The mountains of Zelengora were not part of the frontline during the 1990-1995 conflict and therefore have virtually no contamination with land mines and unexploded ordnance. Earlier though, in 1943, Zelengora became the scene of fierce combat during the Second World War, especially in a decisive phase of the Battle of the Sutjeska. By means of Operation Schwarz, the German occupational forces tried to encircle and destroy the YNLA, the partisan forces of Marshal Josip Broz Tito who had taken positions around Durmitor mountain in present Montenegro. Tito planned to break out of the encirclement towards the north across the river Sutjeska. In a battle that started on 5 June 1943, Partisan units of the YNLA 2nd Dalmatian Brigade took up positions in order to enable an escape of the YNLA forces through Zelengora. They were engaged by the German 118th Jäger Division. In spite of exhaustion, illness and dwindling munition supplies, the partisans of the 2nd Dalmatian Brigade held out against the far superior German forces until they were strengthened by the 1st Majevica Brigade on 9 June and were enabled to retreat in order to join the YNLA on 10 June. By that time, the 2nd Brigade had lost two thirds of its numbers, but had been successful in stalling the German advance sufficiently to allow Tito's forces to cross the Sutjeska river and break out of the German encirclement.

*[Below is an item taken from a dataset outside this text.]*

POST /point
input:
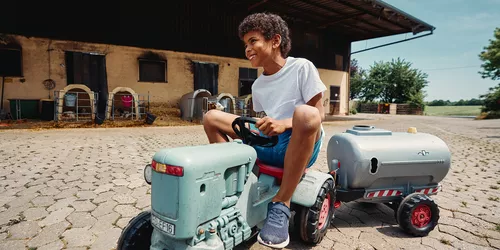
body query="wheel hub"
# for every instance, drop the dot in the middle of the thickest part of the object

Later, in May 1945, these mountains became the site of the last military standoff between the Yugoslav People's Army and the Četnik forces of Draža Mihailović in a battle that lasted from 8 until 13 May 1945.

Zelengora is now known as "a wilderness of outstanding beauty" The eroded peaks of Zelengora that emerge from large mixed forests, attract, also because of the remoteness of the area, relatively few hikers. The wildness of the nature and the complete lack of signs of modern civilization gives these mountains a special appeal. The area around Orlovačko Jezero -and elsewhere- though, bears visible traces of historical habitation. The protection as part of the Sutjeska National Park of a large area of these mountains safeguards the integrity of the wilderness. A marked trail leading to the highest summit, Bregoč (2014 m.), starts at Orlovačko Jezero.